Their demonstration actuator, a transparent loudspeaker, was built from very simple materials. The ionic conductor is a
polyacrylamide gel swollen with
salt water, and such a
conductor has advantages over other materials.[3] It can be stretched to many times its area without an increase in
resistivity, it's transparent, and it's
biocompatible.
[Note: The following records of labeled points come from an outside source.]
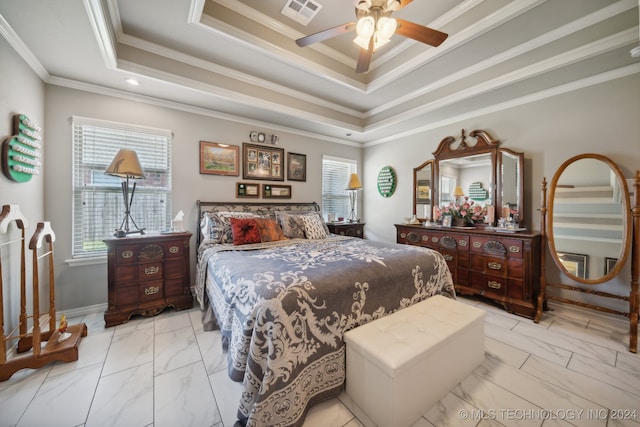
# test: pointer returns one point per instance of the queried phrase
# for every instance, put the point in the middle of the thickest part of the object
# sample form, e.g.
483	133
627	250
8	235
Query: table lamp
352	186
126	165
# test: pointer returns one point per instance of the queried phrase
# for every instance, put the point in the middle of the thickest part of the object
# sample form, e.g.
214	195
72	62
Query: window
98	206
335	176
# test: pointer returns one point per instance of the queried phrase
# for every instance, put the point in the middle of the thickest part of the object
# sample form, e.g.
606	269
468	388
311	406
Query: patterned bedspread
283	308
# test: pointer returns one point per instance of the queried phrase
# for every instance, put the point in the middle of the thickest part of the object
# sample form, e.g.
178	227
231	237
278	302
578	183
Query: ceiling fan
374	28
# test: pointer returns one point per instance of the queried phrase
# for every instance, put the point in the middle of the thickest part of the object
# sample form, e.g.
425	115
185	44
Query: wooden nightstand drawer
174	268
150	291
355	229
126	295
151	271
147	274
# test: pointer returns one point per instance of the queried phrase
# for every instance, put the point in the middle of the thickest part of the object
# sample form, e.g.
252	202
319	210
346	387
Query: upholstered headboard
260	208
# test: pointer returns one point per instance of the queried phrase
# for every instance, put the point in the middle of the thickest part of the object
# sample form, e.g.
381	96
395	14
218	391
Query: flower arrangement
467	210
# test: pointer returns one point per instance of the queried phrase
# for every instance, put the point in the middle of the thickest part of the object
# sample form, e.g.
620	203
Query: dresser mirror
488	175
422	186
592	228
589	220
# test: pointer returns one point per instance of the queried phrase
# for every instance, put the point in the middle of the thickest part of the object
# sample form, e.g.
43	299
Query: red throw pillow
270	230
245	230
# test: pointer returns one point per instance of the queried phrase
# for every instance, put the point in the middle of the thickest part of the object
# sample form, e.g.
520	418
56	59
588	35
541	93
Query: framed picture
273	191
262	162
576	264
246	189
423	191
219	159
296	167
609	264
446	220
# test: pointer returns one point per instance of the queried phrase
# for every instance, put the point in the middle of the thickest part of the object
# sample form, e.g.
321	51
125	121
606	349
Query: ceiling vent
302	11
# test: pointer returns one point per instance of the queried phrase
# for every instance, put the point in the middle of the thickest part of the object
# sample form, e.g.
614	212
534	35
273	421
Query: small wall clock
387	181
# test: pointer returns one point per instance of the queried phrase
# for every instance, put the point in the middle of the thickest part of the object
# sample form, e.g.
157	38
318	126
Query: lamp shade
125	165
354	182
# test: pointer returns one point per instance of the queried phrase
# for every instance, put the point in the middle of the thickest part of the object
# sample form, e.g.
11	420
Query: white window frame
335	176
97	203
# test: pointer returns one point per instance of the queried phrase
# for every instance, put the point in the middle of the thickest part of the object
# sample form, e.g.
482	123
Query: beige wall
82	286
21	92
603	119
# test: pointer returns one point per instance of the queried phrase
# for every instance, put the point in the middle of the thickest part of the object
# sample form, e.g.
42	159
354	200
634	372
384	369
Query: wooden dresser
504	267
147	274
354	229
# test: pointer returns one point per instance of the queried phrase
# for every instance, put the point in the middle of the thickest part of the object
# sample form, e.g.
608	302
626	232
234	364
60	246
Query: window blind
98	205
335	176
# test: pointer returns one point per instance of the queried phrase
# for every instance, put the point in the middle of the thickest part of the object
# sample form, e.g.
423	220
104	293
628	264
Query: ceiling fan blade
420	33
365	58
397	4
326	34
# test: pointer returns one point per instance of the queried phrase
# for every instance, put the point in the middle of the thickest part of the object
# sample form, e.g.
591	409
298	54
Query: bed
283	301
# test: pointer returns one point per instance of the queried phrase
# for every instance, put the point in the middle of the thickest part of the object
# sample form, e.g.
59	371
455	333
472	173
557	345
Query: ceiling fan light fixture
386	27
363	4
365	27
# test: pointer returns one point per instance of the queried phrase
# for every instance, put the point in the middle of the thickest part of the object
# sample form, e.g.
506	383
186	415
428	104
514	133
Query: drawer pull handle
495	265
494	285
151	270
151	290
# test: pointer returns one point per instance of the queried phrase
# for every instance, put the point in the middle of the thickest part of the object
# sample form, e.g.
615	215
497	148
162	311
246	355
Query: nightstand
354	229
147	274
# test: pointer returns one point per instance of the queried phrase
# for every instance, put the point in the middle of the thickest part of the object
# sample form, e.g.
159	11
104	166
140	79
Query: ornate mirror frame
629	241
452	149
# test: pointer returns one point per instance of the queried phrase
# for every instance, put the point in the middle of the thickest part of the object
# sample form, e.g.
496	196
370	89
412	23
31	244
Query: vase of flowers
465	213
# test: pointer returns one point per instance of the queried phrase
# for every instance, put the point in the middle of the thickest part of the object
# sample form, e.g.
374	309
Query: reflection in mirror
589	219
423	185
473	174
509	177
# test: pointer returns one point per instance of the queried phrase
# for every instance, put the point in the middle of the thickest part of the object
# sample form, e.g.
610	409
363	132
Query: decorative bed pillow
244	230
313	227
292	225
270	230
220	225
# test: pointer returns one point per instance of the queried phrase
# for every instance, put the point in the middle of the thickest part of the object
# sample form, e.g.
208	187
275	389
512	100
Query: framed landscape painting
296	167
219	159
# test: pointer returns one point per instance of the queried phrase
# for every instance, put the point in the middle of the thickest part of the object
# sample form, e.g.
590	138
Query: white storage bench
402	364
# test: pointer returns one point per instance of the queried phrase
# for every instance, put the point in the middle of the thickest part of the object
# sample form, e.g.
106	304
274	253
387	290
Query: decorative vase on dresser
504	267
147	274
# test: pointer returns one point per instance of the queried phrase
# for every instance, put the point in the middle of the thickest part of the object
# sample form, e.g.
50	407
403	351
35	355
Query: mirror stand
634	296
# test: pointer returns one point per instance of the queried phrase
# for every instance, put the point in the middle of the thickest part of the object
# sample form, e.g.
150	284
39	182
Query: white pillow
313	227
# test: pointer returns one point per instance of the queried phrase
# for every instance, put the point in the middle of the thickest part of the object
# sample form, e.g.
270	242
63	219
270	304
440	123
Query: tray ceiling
237	59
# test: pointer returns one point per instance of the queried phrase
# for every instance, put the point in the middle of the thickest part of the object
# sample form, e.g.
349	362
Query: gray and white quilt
283	307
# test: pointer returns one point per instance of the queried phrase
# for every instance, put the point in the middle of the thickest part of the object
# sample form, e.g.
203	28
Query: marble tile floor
571	369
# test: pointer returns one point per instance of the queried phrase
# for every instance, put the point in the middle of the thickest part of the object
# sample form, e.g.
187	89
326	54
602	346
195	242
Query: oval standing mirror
422	187
589	221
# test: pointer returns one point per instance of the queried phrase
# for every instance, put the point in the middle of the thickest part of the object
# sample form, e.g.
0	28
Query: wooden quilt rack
35	347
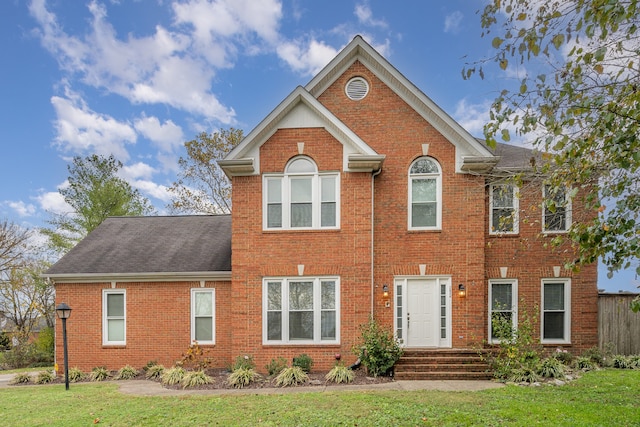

The biocompatibility means that the actuators can be used as
artificial muscles or as
implantable devices.[3]
Jeong-Yun Sun (left) and Christoph Keplinger demonstrate the stretchability of a transparent, ionically conductive material.
(Harvard University photograph by Eliza Grinnell/SEAS Communications.)[3)]
The demonstration loudspeaker, which has a response over the entire
audio frequency range, does require 10
kilovolts for operation.[1] Despite the high voltages used, there is no
chemical degradation of the device, since the
insulating elastomer layer limits the
current flow.[3] Says study co-lead author,
Jeong-Yun Sun, a
postdoctoral fellow at the Harvard School of Engineering and Applied Sciences,
"It must seem counterintuitive to many people, that ionic conductors could be used in a system that requires very fast actuation, like our speaker... Yet by exploiting the rubber layer as an insulator, we're able to control the voltage at the interfaces where the gel connects to the electrodes, so we don't have to worry about unwanted chemical reactions."[3]
Harvard University ionic gel actuator.
The elastomer, shown in pink for clarity in this image, is actually transparent.
(Image by author, rendered using Inkscape.)
Christoph Keplinger, the study's other co-lead author described one possible application, a
noise-canceling window. "You could potentially place this speaker on a window and achieve active noise cancellation, with complete silence inside."[3] This research was supported by the
National Science Foundation through a grant to the Materials Research Science and Engineering Center at Harvard University, and by the
Army Research Office.[3]
An ionic gel loudspeaker under test.
(Still image from a Harvard University video.)[3]
References:
- Christoph Keplinger, Jeong-Yun Sun, Choon Chiang Foo, Philipp Rothemund, George M. Whitesides and Zhigang Suo, "Stretchable, Transparent, Ionic Conductors," Science, vol. 341, no. 6149 (August 30, 2013), pp. 984-987.
- John A. Rogers, "A Clear Advance in Soft Actuators," Science, vol. 341, no. 6149 (August 30, 2013), pp. 968-969.
- Caroline Perry, "Transparent artificial muscle plays music," Harvard Gazette, August 29, 2013.